- Full name: Fernanda Festa Rezende
- Born: 1981 (age 44–45) Campinas, Brazil

Gymnastics career
- Discipline: Rhythmic gymnastics
- Country represented: Brazil (1992-1997)
- Retired: yes
- Medal record
Rhythmic gymnastics
Representing Brazil
Pan American Games
| Bronze medal – third place | 1995 Mar del Plata | Group all-Around |

= Fernanda Festa =

Brazilian rhythmic gymnast

Fernanda Festa Rezende (born 1981) is a retired Brazilian rhythmic gymnast and coach.

== Career ==
In 1992, gymnasts Festa competed in her first São Paulo state championships at only eleven years old. In 1994 she competed in Curitiba for a spot on the Brazilian national team to participate in the Pan American Championships in Monterrey, Mexico, being part of the group that finished in 6th place.

In 1995 she was called up to integrate the national senior group set to compete in the upcoming Pan American Games in Mar del Plata, Argentina. To do so she had to move to Londrina, where she would live with the other gymnasts who were preparing for the competition. At the games she won bronze in the All-Around with Camila Ferezin, Dayane Camilo, Luciana Barrichello and Luciane de Oliveira. She was then invited, along Kizzy Antualpa and Flavia Costa, by the Cuban gymnastics federation to compete in the Inter-Club Championships, this being the third time the gymnasts had received an invitation from Cuba, but until then they had not participated due to lack of sponsorship. This time the three athletes were able to participate thanks to the efforts made by their parents. In addition to competing, they did a one-week internship with the Cuban coaches, as Cuba had the best rhythmic gymnastics school in the Americas at the time.
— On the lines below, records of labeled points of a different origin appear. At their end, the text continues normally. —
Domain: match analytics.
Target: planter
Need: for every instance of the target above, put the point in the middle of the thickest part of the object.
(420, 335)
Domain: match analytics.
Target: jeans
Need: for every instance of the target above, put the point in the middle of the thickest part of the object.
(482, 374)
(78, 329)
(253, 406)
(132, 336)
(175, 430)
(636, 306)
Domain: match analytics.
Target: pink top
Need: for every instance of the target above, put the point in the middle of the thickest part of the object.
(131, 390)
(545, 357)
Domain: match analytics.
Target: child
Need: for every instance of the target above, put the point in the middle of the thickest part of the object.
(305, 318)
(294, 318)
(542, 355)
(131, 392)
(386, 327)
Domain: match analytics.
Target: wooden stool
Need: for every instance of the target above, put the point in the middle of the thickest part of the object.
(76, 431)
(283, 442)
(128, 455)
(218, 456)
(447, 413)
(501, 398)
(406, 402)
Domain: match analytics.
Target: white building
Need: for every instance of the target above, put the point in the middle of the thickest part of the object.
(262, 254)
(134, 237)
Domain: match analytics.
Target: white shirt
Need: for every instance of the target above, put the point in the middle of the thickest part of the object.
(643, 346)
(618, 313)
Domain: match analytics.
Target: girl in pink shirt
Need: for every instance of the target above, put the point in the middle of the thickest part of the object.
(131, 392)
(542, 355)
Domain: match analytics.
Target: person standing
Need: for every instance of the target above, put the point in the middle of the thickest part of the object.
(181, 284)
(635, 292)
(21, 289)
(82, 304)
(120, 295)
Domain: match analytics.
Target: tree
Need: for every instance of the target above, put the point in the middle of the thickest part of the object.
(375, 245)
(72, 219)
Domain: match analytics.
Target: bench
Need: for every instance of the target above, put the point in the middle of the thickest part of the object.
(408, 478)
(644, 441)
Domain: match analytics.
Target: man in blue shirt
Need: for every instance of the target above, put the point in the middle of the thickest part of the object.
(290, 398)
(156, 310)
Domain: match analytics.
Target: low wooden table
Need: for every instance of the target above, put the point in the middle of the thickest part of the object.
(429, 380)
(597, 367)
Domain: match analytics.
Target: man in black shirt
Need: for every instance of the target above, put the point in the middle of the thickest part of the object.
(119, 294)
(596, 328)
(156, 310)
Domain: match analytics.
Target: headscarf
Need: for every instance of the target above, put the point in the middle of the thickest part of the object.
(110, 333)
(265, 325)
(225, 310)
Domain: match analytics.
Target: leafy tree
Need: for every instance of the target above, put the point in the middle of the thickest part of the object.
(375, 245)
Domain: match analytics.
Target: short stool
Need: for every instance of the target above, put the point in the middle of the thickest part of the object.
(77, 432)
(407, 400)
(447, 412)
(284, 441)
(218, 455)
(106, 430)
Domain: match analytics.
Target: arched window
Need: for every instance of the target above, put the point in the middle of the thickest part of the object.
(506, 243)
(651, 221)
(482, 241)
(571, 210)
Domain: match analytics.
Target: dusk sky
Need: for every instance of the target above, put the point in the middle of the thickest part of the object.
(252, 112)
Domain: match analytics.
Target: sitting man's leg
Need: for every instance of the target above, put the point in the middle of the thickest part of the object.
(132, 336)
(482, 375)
There she was 6th overall and won bronze with clubs and with rope.

The following year she was again selected to enter the national senior group preparing for the 1996 World Championships in Budapest, being 21st in the All-Around.

In 1997 she participated in the Four Continents Cup in Sydney with the group, winning the bronze medal. After this competition she made the decision to retire.

She then decided to study Physical Education at PUC-Campinas and graduated in 2002. Since 1999 she worked as a coach at the Clube da Hípica and also at the Clube Regatas. In 2016 she coached the pre junior group that won all three gold medals at the South American Championships in Paipa.